The solution is a custom cursive script based on SmithHand with modifications: a single-stroke t inspired by Swiss logos, i and j redesigned with fused circle-and-stem loops that eliminate pen lifts, and a tt ligature that stacks both verticals before crossing them. The design philosophy is strict: every lowercase letter must connect to the next in one stroke, period.

This is the kind of obsessive craft-over-engineering post that HN loves. The analysis is genuinely interesting — the observation that English cursive is fundamentally hostile to continuous writing because of its dot/cross letters is something most people feel but never articulate.

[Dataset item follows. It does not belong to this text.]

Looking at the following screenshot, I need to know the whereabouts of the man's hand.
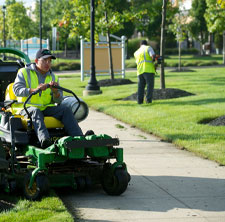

Whether anyone will actually adopt a custom script is beside the point; the thinking is the product.


Show HN: Super Dario

232 points · superdario.pawb.de

A browser-based platformer — “a dumb little game by Pascal Schuster” — styled as a Super Mario parody called Super Dario: One More Week. Runs directly in the browser with arrow keys and spacebar. The name is a joke about scope creep (“one more week” of development), and the whole thing has the energy of a weekend project that actually shipped.

Browser games blowing up on HN is a reliable pattern. The engagement bar is zero — you click, you play, you upvote. Nothing to install, nothing to configure. 232 points in two hours suggests the actual game is fun enough to justify the attention, not just the novelty.


Ask HN: What Are You Working On? (July 2026)

226 points · Hacker News

The monthly thread. A few standout projects worth noting: someone has Qwen3.6-27b scoring ~50 on Zork-Bench (comparable to Claude Opus 4.5’s reported performance), someone else is building a golf course architecture consulting model using simulator shot dispersion data, and there’s Beacon — a “one-to-many phone call” app where you signal a group and the first person who picks up gets connected. Also: a kids’ newspaper (printed, monthly, screen-free), a video collage generator from workout footage, and the perennial Video Hub App hitting its 8th year.

The Zork-Bench entry is the most technically interesting — the gap between a 27B model and Opus 4.5 on interactive fiction tasks is narrowing fast, and the harness engineering required to make it work is non-trivial.


Throughline

Today’s front page is dominated by two themes: security debt and privacy reckoning. GhostLock is a fifteen-year-old kernel vulnerability that got a one-line fix — proof that critical infrastructure code goes unreviewed for absurdly long stretches. The LAPD dropping Flock Safety is a police department finally acknowledging that its surveillance vendor’s security posture and data practices are untenable, even for law enforcement. These aren’t unrelated: both are stories about systems that accumulated risk silently until the evidence became impossible to ignore.

Apple’s SpeechAnalyzer result is the quiet bomb — the kind of benchmark that shifts an entire ecosystem’s default. Whisper’s dominance in on-device transcription was always a gap Apple was expected to close, but beating it by 40% on WER while running 3x faster is a statement. The ambient learning and penmanship posts are palate cleansers, but good ones — they show that craft and obsessive attention to detail still find audiences on a platform increasingly saturated with AI-generated content.